外からは、シリウスの高笑いが聞こえてきた。
「どうだぁ、おい? 降参するなら消してやる。大火傷する前に降参しな」
やれやれ。
こんなちゃちな術でご機嫌かよ。
「それには及ばねえよ……」
俺は小さく呟き、右足を上げ、地面を思いっきり踏みつける。
それにより、さっきシリウスが起こしたのより強い風が発生。
炎をかき消す。
地面には何か術でもかけられてんのか、ヒビ1つもはいってない。
「――っ! てめぇ、風属性かっ! 」
「あ? あ……あぁ、そうだ! 」
強風に顔をしかめながら、シリウスが予想外の事を言うが、好都合だ。
そういう事にしとこう。
「クソがっ! 魔術教典第……」
「遅えよ」
右の掌を俺に向けて、新たな術を発動しようとするシリウス。
そんなシリウスの懐に俺は一瞬で潜り込む。
「――なっ!? 」
目を見開き驚くシリウスに俺はアッパーをかました。
「がっ! あっ……! 」
場外へ吹っ飛ぶシリウス。
それと同時に歓声――主にクラスメート達から――があがる。
「はい。ギルクリストの勝ち~っと」
舞台に上がってきたフェルガス先生がやる気無さそうに言う。
ベイ達を見ると、満面の笑みだ。
ウィルヘルミナもな。
あいつ、ちゃんと笑えるのか……。
「クソがぁ! 」
ウィルヘルミナに対して若干失礼な事を考えてると、シリウスの怒声が響いた。
あいつは立ち上がり、めちゃくちゃ俺の事を睨んでる。
怖い怖い。
「ふざけやがって……。ぶっ殺す! 」
「おいおい。もう終わりだぞ、ヒル・ピストリウス。
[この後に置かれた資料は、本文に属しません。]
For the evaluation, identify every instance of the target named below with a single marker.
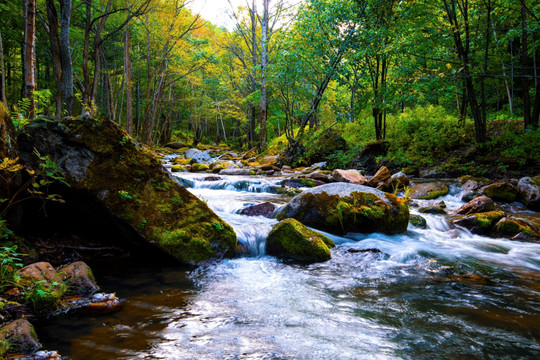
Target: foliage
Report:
(10, 262)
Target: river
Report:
(440, 293)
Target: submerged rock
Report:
(501, 191)
(479, 204)
(428, 191)
(530, 192)
(289, 239)
(114, 179)
(481, 223)
(265, 209)
(340, 208)
(79, 278)
(511, 227)
(418, 221)
(21, 337)
(349, 176)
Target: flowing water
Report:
(440, 293)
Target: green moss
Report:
(418, 221)
(199, 167)
(292, 240)
(488, 219)
(512, 227)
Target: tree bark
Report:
(29, 54)
(65, 54)
(129, 84)
(52, 17)
(264, 64)
(2, 75)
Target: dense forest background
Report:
(430, 76)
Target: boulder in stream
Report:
(428, 191)
(124, 189)
(289, 239)
(530, 192)
(340, 208)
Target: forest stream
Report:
(439, 292)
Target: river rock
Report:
(530, 192)
(479, 204)
(512, 227)
(418, 221)
(435, 210)
(380, 176)
(124, 190)
(79, 278)
(265, 209)
(175, 145)
(349, 176)
(480, 223)
(237, 172)
(501, 191)
(40, 271)
(340, 208)
(21, 337)
(289, 239)
(428, 191)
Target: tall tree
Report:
(29, 52)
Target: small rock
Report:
(380, 176)
(477, 205)
(265, 209)
(530, 189)
(428, 191)
(21, 336)
(501, 191)
(418, 221)
(436, 210)
(78, 276)
(348, 176)
(41, 271)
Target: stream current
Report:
(438, 293)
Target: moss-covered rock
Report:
(199, 167)
(501, 191)
(418, 221)
(289, 239)
(340, 208)
(428, 191)
(481, 223)
(21, 337)
(512, 227)
(178, 168)
(101, 162)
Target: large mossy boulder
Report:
(428, 191)
(114, 178)
(340, 208)
(501, 191)
(289, 239)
先に一撃いれた方の勝ちって言ったろ」
呆れたようにフェルガス先生が言うも、シリウス君には話が通じない。
何事かを喚いてらっしゃる。
「うるっせえんだよ平民がぁ!俺を誰だと思ってんだ? あぁ!? ぶち殺してやるっ! 」
散々、喚き散らすと今度は右手を挙げる。
何する気だ?
「固有魔術発……」
「いい加減にしろ」
どうやら固有魔術を発動しようとしてたらしいシリウス。
しかしそれは、舞台から凄まじいスピードでシリウスの元に移動したフェルガス先生に口を塞がれた事により失敗した。
シリウスやクラスメート達は皆、呆然としてる。
瞬間移動でもしたように見えたんだろう。
俺は普通に走って行くの見えたけど。
しかし速かったな。
「学校じゃあ貴族だろうが教師の方が立場は上だ。逆らうってんなら相応の処分を下す」
いつものボケッとした先生からは想像できない程の、冷たく鋭い雰囲気に、皆が息を呑む。
シリウスにいたっては、もう完全にビビりあがってますね……。
シリウスは先生の手を払うと、ずかずかとA組の連中が固まってる場所に戻って行く。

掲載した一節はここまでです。